Evidence indicates that CO/H-evoked ATP released from retrotrapezoid nucleus (RTN) astrocytes modulates the activity of CO-sensitive neurons. RTN astrocytes also sense H by inhibition of Kir4.1 channels; however, the relevance of this pH-sensitive current remains unclear since ATP release appears to involve CO-dependent gating of connexin 26 hemichannels. Considering that depolarization mediated by H inhibition of Kir4.1 channels is expected to increase sodium bicarbonate cotransporter (NBC) conductance and favor Ca influx via the sodium calcium exchanger (NCX), we hypothesize that depolarization in the presence of CO is sufficient to facilitate ATP release and enhance respiratory output. Here, we confirmed that acute exposure to fluorocitrate (FCt) reversibly depolarizes RTN astrocytes and increased activity of RTN neurons by a purinergic-dependent mechanism. We then made unilateral injections of FCt into the RTN or two other putative chemoreceptor regions (NTS and medullary raphe) to depolarize astrocytes under control conditions and during P2-recepetor blockade while measuring cardiorespiratory activities in urethane-anesthetized, vagotomized, artificially ventilated male Wistar rats.
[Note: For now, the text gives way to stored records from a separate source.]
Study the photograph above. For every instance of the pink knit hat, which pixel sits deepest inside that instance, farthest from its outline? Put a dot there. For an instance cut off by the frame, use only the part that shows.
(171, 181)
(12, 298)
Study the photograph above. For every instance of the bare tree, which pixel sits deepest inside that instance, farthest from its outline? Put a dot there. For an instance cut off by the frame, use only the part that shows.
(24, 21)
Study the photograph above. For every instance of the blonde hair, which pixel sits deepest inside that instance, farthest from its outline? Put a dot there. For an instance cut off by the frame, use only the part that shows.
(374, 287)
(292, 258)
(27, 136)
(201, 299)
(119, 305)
Unilateral injection of FCt into the RTN increased phrenic (PNA) amplitude and frequency without changes in arterial pressure. Unilateral injection of pyridoxal-phosphate-6-azophenyl-2',4'-disulfonate (PPADS, a P2-receptor antagonist) into the RTN dampened both PNA amplitude and frequency responses to FCt. Injection of MRS2179 (P2Y1-receptor antagonist) into the RTN did not affect the FCt-induced respiratory responses. Fluorocitrate had no effect on breathing when injected into the NTS or raphe. These results suggest that depolarization can facilitate purinergic enhancement of respiratory drive from the RTN. Astrocytes in the retrotrapezoid nucleus (RTN) are known to function as respiratory chemoreceptors; however, it is not clear whether changes in voltage contribute to astrocyte chemoreception. We showed that depolarization of RTN astrocytes at constant CO levels is sufficient to modulate RTN chemoreception by a purinergic-dependent mechanism. These results support the possibility that astrocyte depolarization can facilitate purinergic enhancement of respiratory drive from the RTN.
有证据表明,延髓头端腹外侧区(RTN)星形胶质细胞释放的一氧化碳/氢离子诱发的三磷酸腺苷(ATP)可调节对一氧化碳敏感的神经元的活性。RTN星形胶质细胞也通过抑制内向整流钾通道4.1(Kir4.1)来感知氢离子;然而,这种对pH敏感的电流的相关性仍不清楚,因为ATP的释放似乎涉及连接蛋白26半通道的一氧化碳依赖性门控。鉴于氢离子抑制Kir4.1通道介导的去极化预计会增加碳酸氢钠协同转运体(NBC)的电导,并有利于通过钠钙交换体(NCX)的钙离子内流,我们推测在有一氧化碳存在的情况下的去极化足以促进ATP的释放并增强呼吸输出。在此,我们证实急性暴露于氟柠檬酸(FCt)会使RTN星形胶质细胞可逆性去极化,并通过嘌呤能依赖性机制增加RTN神经元的活性。然后,我们在乌拉坦麻醉、迷走神经切断、人工通气的雄性Wistar大鼠中测量心肺活动时,将FCt单侧注射到RTN或其他两个假定的化学感受器区域(孤束核和延髓中缝),以在对照条件下和P2受体阻断期间使星形胶质细胞去极化。将FCt单侧注射到RTN会增加膈神经(PNA)的幅度和频率,而动脉血压没有变化。将磷酸吡哆醛 - 6 - 偶氮苯 - 2',4' - 二磺酸盐(PPADS,一种P2受体拮抗剂)单侧注射到RTN会减弱对FCt的PNA幅度和频率反应。将MRS2179(P2Y1受体拮抗剂)注射到RTN中不影响FCt诱导的呼吸反应。当注射到孤束核或中缝时,氟柠檬酸对呼吸没有影响。这些结果表明去极化可促进嘌呤能增强来自RTN的呼吸驱动。已知延髓头端腹外侧区(RTN)的星形胶质细胞作为呼吸化学感受器发挥作用;然而,尚不清楚电压变化是否有助于星形胶质细胞的化学感受。我们表明,在恒定的一氧化碳水平下,RTN星形胶质细胞的去极化足以通过嘌呤能依赖性机制调节RTN的化学感受。这些结果支持星形胶质细胞去极化可促进嘌呤能增强来自RTN的呼吸驱动的可能性。